Different results when running in debug and optimized (O3) mode

Chris_G_2 · ‎09-22-2014

Different results when running in debug and optimized (O3) mode: I have some code that calculates the eigenvalues and eigenvectors of a symmetric positive-definite matrix followed by some simple matrix algebra. The code is embedded in a much larger program. It uses 4 byte word lengths. I get different results when I use the release and debug versions of the program. The differences are very small when the input matrix is small, (say 10x10) but become huge as the matrix gets bigger (to 400x400). How common is this problem and does anyone have advice for how to proceed? Will conversion to 8 byte reals help?

Jauch · ‎09-22-2014

Hello Chris,

The differences between "debug" and "optimized" code are common, due the finite capability of the processor to store "digits" to perform calculations, and the fact the optimization usually leads to changes in the order the calculations happens.

I think (not sure), that there are some compilation options that allow you to avoid those changes in the order of calculations (with performance penalties), and some others related specifically with float point operations.

On the other hand, 4 bytes real numbers (with 7 significant digits, I think), will led to increasing differences along time, due "roundoff's" and the same reason above. So, usually using 8 byte real numbers usually increase precision. But this depends on the kind of calculations you are doing and the values you are using.

Another possibility is related with parallelization. If there are errors in the parallel parts of the code that happens only when running in parallel (usually disabled in Debug mode), you can see big differences when comparing them.

Problems of bigger differences in bigger matrixes than in smaller ones usually happens when you are performing calculations using multiple values instead of single values (like determinants, etc).

Hope this can help you understand from where can come the differences.

Cheers,

Eduardo

Anthony_Richards · ‎09-22-2014

4 Bytes is just not enough to even attempt to maintain accuracy in the inversion algorithm, IMO. Rounding errors will build up, especially with large matrices, so you will do best to take the computational hit involved in going from 4-byte lengths (single precision) to 8-bytes (double precision) as the price for maintaining accuracy.

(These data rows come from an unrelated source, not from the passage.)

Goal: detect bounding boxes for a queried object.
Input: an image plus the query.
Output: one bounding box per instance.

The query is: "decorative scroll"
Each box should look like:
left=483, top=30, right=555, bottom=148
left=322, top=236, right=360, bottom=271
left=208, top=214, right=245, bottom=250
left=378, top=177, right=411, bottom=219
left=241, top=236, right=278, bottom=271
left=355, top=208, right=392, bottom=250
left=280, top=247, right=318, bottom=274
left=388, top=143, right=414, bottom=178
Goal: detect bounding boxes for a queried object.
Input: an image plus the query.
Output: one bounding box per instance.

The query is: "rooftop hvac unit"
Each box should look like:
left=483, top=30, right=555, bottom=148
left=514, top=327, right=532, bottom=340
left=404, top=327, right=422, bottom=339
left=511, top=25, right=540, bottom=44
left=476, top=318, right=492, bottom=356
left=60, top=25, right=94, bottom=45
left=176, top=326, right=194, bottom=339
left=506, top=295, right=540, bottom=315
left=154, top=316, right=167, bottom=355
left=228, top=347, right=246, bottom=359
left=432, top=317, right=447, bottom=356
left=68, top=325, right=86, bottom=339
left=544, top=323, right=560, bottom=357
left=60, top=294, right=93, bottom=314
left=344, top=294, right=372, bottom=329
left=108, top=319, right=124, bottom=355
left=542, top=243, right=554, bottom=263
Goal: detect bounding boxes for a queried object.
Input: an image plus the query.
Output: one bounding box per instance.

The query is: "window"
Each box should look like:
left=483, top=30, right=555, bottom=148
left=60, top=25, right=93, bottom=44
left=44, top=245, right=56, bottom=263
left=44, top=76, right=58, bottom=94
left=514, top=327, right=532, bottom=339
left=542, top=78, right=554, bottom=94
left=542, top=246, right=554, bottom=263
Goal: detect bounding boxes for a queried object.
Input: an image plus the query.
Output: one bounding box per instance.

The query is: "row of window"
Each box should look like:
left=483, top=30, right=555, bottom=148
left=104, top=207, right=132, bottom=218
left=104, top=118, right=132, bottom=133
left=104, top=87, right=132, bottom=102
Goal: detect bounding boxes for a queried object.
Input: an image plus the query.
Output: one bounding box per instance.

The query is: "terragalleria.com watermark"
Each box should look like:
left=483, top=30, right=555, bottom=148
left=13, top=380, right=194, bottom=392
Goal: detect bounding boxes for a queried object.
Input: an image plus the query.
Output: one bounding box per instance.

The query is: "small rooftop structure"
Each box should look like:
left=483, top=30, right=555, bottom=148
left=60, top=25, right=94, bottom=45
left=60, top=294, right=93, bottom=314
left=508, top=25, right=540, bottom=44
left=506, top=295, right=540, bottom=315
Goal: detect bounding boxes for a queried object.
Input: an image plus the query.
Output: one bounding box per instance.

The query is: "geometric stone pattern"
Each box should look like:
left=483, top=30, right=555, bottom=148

After all, its no good being fast if the results are wrong.

You appear not to question the matrix inversion/eigenvalue algorithm you are using. Is the code you use from one of the tried and much tested standard software packages offered with IVF or is it your own?

Les_Neilson · ‎09-22-2014

If you do move to using double precision then remember to change any real literals (constants) also. Then there is the need to check whether any constants are passed as actual arguments and the corresponding dummy arguments need to be the same precision. When you compile in debug make sure you have all of the check options on. This will help identify problems in passing data around.

Les

Chris_G_2 · ‎09-22-2014

Thank you all for this. I guess I need to try real*8.

Could vectorization be an issue?

Anthony: I am using the Jacobi routine from 'Numerical Recipes'.

ChrisG

jimdempseyatthecove · ‎09-22-2014

Try this program:

program RoundOff
    implicit none
    integer :: i
    real(4) :: A4
    real(4) :: sum4
    real(8) :: A8
    real(8) :: sum8
    A4=0.1   ! infinite repeating binary fraction
    A8=0.1_8
    sum4 = 0.0
    sum8 = 0.0_8
    do i=1,1000000
        sum4 = sum4 + A4
        sum8 = sum8 + A8
        if(mod(i,10000) .eq. 0) then
            write(*,'(I10,X,4F40.20)') i,sum4,i*A4, sum8, i*A8
        endif
    end do
    print *, 'done'
end program RoundOff

Jim Dempsey

Anthony_Richards · ‎09-23-2014

You say you get differences between debug and release versions. Are you saying that you know one is correct but the other diverges from the correct answer? Which one gives the 'correct' evaluation? Or is it possible both are incorrect but their different incorrect values increasingly diverge with array size? If only rounding is the problem, it should be the same in both debug and release versions, so if you get differences between the two, this may be due to your not initialising the arrays fully. In debug mode allocated arrays may be initialised to zero (or some other value) whereas in release mode the contents (other than the elements you explicitly assign values to) can be anything. You should always initialise allocated (or any other) arrays to zero if you are not going to assign a value yourself to every array element in the array.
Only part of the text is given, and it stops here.